Taurus Database: How to be Fast, Available, and Frugal in the Cloud

- November 08, 2025

This SIGMOD’20 paper presents TaurusDB, Huawei's disaggregated MySQL-based cloud database. TaurusDB refines the disaggregated architecture pioneered by Aurora and Socrates, and provides a simpler and cleaner separation of compute and storage.

In my writeup on Aurora, I discussed how "log is the database" approach reduces network load, since the compute primary only sends logs and the storage nodes apply them to reconstruct pages. But Aurora did conflate durability and availability somewhat and used quorum-based replication of six replicas for both logs and pages.

In my review of Socrates, I explained how Socrates (Azure SQL Cloud) separates durability and availability by splitting the system into four layers: compute, log, page, and storage. Durability (logs) ensures data is not lost after a crash. Availability (pages/storage) ensures data can still be served while some replicas or nodes fail. Socrates stores pages separately from logs to improve performance but the excessive layering introduces significant architectural overhead.

Taurus takes this further and uses different replication and consistency schemes for logs and pages, exploiting their distinct access patterns. Logs are append-only and used for durability. Log records are independent, so they can be written to any available Log Store nodes. As long as three healthy Log Stores exist, writes can proceed without quorum coordination. Pages, however, depend on previous versions. A Page Store must reconstruct the latest version by applying logs to old pages. To leverage this asymmetry, Taurus uses synchronous, reconfigurable replication for Log Stores to ensure durability, and asynchronous replication for Page Stores to improve scalability, latency, and availability.

But hey, why do we disaggregate in the first place?

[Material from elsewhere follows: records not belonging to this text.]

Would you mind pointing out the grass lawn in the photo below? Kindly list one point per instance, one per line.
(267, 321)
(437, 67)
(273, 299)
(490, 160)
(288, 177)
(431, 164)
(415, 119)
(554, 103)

Traditional databases were designed for local disks and dedicated servers. In the cloud, this model wastes resources as shown in Figure 1. Each MySQL replica keeps its own full copy of the data, while the underlying virtual disks already store three replicas for reliability. Three database instances mean nine copies in total, and every transactional update is executed three times. This setup is clearly redundant, costly, and inefficient.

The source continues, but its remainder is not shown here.